Alex Constantine - September 23, 2009
Teen hearthrob wants a fascist theocracy ... Cameron is the founder of The Way of the Master (WOTM). According to Wikipedia, WOTM is "a United States-based Christian evangelism ministry founded in 2002 and headed by American actor Kirk Cameron, New Zealand-born evangelist Ray Comfort and American radio host Todd Friel. The organization includes a TV show, radio broadcast, books, online school, small-group training courses, and a website. The ministry's logo incorporates the letters, WDJD, standing for "What Did Jesus Do?" and a reference to Mark 16:15: 'And he said unto them, Go ye into all the world, and preach the gospel to every creature.' WOTM is based in Bellflower, California." - AC
25 September 2009
Former teen idol Kirk Cameron has it out for Charles Darwin, and is making no apologies for his controversial (and mocked, see below) plan to distribute thousands of altered copies of 'The Origin of Species' to college students.
The 'Growing Pains' alum released a video last week announcing that on Nov. 19, he and other Creationist activists will distribute a special 'Species' with a 50-page intro that slams evolution and paints Darwin as both racist and misogynistic and explicitly highlights "Adolph Hitler's undeniable connection to the theory." Nov. 21 is the 150th anniversary of the book's original publication.
Cameron tells PEOPLE he is "proud to bring this to people's attention" and hopes his plan will curb the rise of Atheism among college kids. Watch the actor's video, left, and a critics' reaction to it, after the jump.

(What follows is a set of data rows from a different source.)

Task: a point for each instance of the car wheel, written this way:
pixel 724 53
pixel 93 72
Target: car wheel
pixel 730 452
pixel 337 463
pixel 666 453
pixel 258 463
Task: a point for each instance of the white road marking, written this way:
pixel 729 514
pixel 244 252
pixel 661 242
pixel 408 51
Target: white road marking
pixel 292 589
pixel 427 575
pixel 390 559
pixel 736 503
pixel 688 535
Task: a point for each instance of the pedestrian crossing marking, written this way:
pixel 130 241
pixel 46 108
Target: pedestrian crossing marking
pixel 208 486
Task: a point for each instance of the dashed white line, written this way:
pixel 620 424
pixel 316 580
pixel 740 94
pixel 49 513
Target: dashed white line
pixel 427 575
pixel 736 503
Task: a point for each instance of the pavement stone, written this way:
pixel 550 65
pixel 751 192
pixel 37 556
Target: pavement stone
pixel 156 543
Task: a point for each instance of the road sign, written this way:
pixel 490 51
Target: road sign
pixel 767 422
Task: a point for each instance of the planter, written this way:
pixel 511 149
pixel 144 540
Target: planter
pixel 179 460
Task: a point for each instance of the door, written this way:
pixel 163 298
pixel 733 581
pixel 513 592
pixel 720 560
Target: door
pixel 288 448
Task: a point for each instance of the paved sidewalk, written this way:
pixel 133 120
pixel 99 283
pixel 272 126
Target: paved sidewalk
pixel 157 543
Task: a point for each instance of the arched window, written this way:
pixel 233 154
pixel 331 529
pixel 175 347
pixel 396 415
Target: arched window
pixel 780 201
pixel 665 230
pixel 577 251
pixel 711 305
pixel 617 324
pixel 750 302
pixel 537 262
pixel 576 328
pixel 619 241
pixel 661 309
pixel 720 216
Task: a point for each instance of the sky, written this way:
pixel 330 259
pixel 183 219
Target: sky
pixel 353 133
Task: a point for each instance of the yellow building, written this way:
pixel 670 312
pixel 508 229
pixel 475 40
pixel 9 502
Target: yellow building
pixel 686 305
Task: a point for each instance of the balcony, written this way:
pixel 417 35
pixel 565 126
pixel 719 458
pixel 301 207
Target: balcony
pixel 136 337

The 50-page intro, written by evangelist author Ray Comfort, will present a "balanced view of Creationism with information from scientists who actually believe God created the universe." Those scientists include Albert Einstein and a host of thinkers whose lives predated 'The Origin of Species,' such as Isaac Newton and Nicolaus Copernicus.
His plan has quickly ruffled feathers among academics, who blast his claims that evolutionary theory is not compatible with Christianity. Cameron's campaign has also been met with spoof videos galore, including a popular rebuttal by YouTube user ZOMGitsCriss, who splices up the original video with counterpoint-by-point arguments. Her 'Origin of Stupidity' has received over 4 times more views than Cameron's.
The actor's faith, of course, is nothing new. He became a born-again Christian 20 years ago while still playing Mike Seaver on the ABC hit 'Growing Pains' and has since made a name for himself as the go-to actor for evangelical films, namely the massive 'Left Behind' series.
He resides near Los Angeles and has six children with his wife of 20 years, Chelsea Noble.
When asked by PEOPLE what he would do if his own kids ended up believing in evolution: "Could I accept it? Yeah sure," he says. "I accepted a lot of things that are not true before I was able to sit down and listen to more then one side and think things through the issues. I would sit them down and tell them that I was happy that they were thinking about this stuff, now let's look at all of the information and see if we don't come to a better conclusion. If after that, they still come to the same conclusion, so be it."